Reaching Berlin on time, Barakatullah met Chatto or Virendranath Chattopadhyaya and sided Raja Mahendra Pratap in the Mission to Kabul. Their role was significant in indoctrinating with anti-British feelings the Indian prisoners of war held by Germany. They arrived at Herat on 24 August 1915 and were given a royal reception by the Governor.

==Government of Free India==

On 1 December 1915, Pratap's 28th birthday, he established the first Provisional Government of India at Kabul in Afghanistan, during First World War.
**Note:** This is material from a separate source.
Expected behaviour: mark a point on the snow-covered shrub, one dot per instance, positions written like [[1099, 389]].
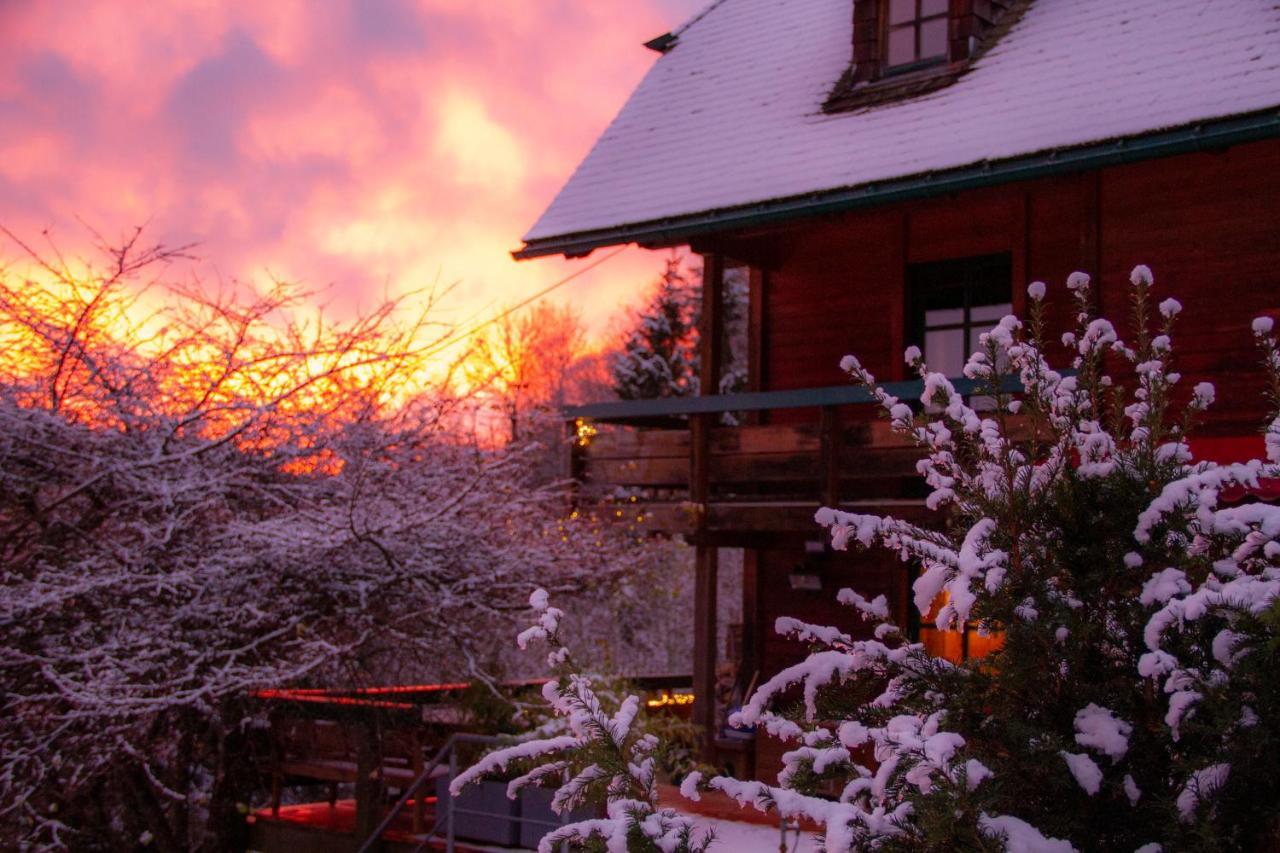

It was a government-in-exile of Free Hindustan with Raja Mahendra Pratap as president, Maulana Barkatullah, Prime Minister, Ubaidullah Sindhi, Home Minister. Anti-British forces supported his movement. But, for some obvious loyalty to the British, the Amir kept on delaying the expedition. Then they attempted to establish relations with foreign powers". (Ker, p. 305).

In Kabul, the Siraj-ul-Akhbar in its issue of 4 May 1916 published Raja Mahendra Pratap's version of the Mission and its objective. He stated: "His Imperial Majesty the Kaiser himself granted me an audience. Subsequently, having set right the problem of India and Asia with the Imperial German Government, and having received the necessary credentials, I started towards the East. I had interviews with the Khedive of Egypt and with the Princes and Ministers of Turkey, as well as with the renowned Enver Pasha and His Imperial Majesty the Holy Khalif, Sultan-ul-Muazzim. I settled the problem of India and the East with the Imperial Ottoman Government, and received the necessary credentials from them as well. German and Turkish officers and Maulvi Barakatullah Sahib were went with me to help me; they are still with me." Unable to take Raja Mahendra Pratap seriously, Jawaharlal Nehru later wrote in An Autobiography (p. 151): "He seemed to be a character out of medieval romance, a Don Quixote who had strayed into the twentieth century."

==Sources==
- Dictionary of National Biography, ed. S.P. Sen, Vol. I, pp. 139–140
- The Roll of Honour, by Kalicharan Ghosh, 1965
- Sedition Committee Report, by Justice S.A.T. Rowlatt, 1918, Reprint 1973
- Les origines intellectuelles du mouvement d’indépendance de l’Inde (1893–1918), by Prithwindra Mukherjee, PhD Thesis, 1986
- In Freedom’s Quest, by Sibnarayan Ray, Vol. I, 1998
- Communism in India, by Sir Cecil Kaye, compiled & edited by Subodh Roy, 1971
- "The Comintern and the Indian revolutionaries in Russia in 1920s" by Sobhanlal Datta Gupta, in Calcutta Historical Journal, Vol. XVIII, No.2, 1996, pp. 151–170.